Kan kalo gitu ceritanya memang dia yang bikin dirinya sendiri insomnia, dia sendiri yang cari masalah. Tidak heran sekarang  banyak kejadian yang kayak gitu, terutama anak muda yang kalo siangnya tiduuuuuur terus, malamnya nongkrong sana sini tidak jelas, perginya dijemput siapa, pulangnya diantar naik apa. Kalo malamnya begadang karena ada kerjaan mendesak atau buat nonton bola sih yang tidak apa-apa, bang Haji pun setuju-setuju saja, tapi kalau malamnya hanya keluyuran kesana kemari membawa alamat, namun yang kutemui bukan dirinya saaaayaaaaang (malah nyanyi ayu tinting). Sudah kayak Kelelawar saja, siang tidur malam beraktifitas, memangnya sekarang kiblat pola tidur kita sudah seperti Kelelawar?, takutnya nanti kelelawarnya risih, kan kasian. Save Kelelawar.
nonton barca kamu yah??
Pantas akhir-akhir ini saya sering melihat kelelawar terbang rendah, menukik secara vertikal ke atas 90 derajat dengan kecepatan penuh+full gas+Nos+Turbo dan mencapai zero knot lalu turun secara vertikal dengan kecepatan gravitasi, dan seorang anak kecil bertanya kepada ibunya "apakah kelelawar itu akan jatuh?". Kelelawar itu seolah mengalami kerusakan mesin, terus terjun kebawah, kelelawar itu bergumam "zero knot, mesin mati dan diaktifkan kembali pada 300 knot", 100 knot...200 knot...300 knot...mesin aktif kembali dia mengepakkan sayap dan terbang lagi meliuk-liuk dan tttteeeeng...tiang listrik jadi korban *yang belum nonton film "Soar into the Sun" pasti tidak mengerti di atas bahas apa.

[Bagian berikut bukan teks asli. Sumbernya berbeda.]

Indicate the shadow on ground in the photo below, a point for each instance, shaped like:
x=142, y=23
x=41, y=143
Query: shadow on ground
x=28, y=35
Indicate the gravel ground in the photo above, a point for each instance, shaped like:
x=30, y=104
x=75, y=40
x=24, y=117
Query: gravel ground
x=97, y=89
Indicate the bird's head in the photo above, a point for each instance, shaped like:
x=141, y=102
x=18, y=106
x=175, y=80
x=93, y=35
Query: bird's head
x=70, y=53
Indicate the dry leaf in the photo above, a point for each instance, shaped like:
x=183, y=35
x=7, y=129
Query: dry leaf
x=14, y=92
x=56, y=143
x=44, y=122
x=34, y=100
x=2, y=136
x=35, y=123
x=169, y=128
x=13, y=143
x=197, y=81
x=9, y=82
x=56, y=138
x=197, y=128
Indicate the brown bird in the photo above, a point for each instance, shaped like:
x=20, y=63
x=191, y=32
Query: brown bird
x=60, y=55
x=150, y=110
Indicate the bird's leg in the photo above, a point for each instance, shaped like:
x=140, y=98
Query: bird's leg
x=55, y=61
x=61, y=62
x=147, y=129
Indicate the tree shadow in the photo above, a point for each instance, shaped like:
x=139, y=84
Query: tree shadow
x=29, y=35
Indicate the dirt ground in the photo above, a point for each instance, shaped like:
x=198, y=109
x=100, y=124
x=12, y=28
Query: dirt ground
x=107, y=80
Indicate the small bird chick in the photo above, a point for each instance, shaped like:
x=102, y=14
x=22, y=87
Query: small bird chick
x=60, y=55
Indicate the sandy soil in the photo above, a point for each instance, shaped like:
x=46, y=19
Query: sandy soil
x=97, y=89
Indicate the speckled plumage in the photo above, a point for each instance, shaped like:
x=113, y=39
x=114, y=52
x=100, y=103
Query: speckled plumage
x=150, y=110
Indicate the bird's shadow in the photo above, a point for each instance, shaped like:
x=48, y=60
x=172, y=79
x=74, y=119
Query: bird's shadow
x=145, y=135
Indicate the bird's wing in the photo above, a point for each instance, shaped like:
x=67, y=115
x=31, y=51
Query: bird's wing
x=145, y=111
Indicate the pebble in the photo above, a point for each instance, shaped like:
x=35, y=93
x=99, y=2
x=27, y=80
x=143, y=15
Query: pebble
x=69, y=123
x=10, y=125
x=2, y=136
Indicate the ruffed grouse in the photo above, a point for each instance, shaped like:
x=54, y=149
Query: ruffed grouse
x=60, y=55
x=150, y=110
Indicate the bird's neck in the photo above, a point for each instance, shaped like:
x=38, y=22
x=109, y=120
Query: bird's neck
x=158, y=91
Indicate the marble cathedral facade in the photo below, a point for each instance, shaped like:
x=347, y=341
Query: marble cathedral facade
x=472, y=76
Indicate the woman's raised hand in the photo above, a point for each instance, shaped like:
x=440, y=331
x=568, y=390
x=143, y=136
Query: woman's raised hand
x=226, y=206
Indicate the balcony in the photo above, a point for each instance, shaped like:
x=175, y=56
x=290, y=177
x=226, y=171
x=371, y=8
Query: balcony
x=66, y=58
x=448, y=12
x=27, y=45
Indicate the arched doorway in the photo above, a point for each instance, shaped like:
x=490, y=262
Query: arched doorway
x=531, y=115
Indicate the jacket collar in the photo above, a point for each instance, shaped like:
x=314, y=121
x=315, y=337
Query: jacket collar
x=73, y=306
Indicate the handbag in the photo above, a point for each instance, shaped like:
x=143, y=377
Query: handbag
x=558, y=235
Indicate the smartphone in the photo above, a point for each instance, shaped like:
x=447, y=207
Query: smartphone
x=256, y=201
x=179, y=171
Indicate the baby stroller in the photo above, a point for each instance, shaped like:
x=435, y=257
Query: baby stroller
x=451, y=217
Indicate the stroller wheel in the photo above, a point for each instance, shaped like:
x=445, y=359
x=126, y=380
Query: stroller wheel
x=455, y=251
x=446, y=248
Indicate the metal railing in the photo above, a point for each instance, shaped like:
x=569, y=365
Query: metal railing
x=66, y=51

jangan ikut-ikutan kayak saya, rrrrr
Setelah di introgasi, ternyata Kelelawar tersebut nekat terbang di siang hari karena merasa hidupnya sudah tidak keren lagi. Dia merasa putus asa melihat tingkah manusia yang sudah mulai ke Kelelawar-kelelawaran. Makanya sang Kelelawar mengambil inisiatif untuk terbang di siang hari dan mencoba tidur pada malam hari sembari berharap agar bisa terlihat ke Manusia-manusiaan. #savekelelawar #abaikan #jangandibaca
Emm, oke tidak tau mau ngetik apalagi, soalnya sudah pagi juga jadi saya mau tidur dulu, jangan lupa yah bangunkan saya nanti pas adzan Magrib, buat pesiapan insomnia sebentar malam, sekian.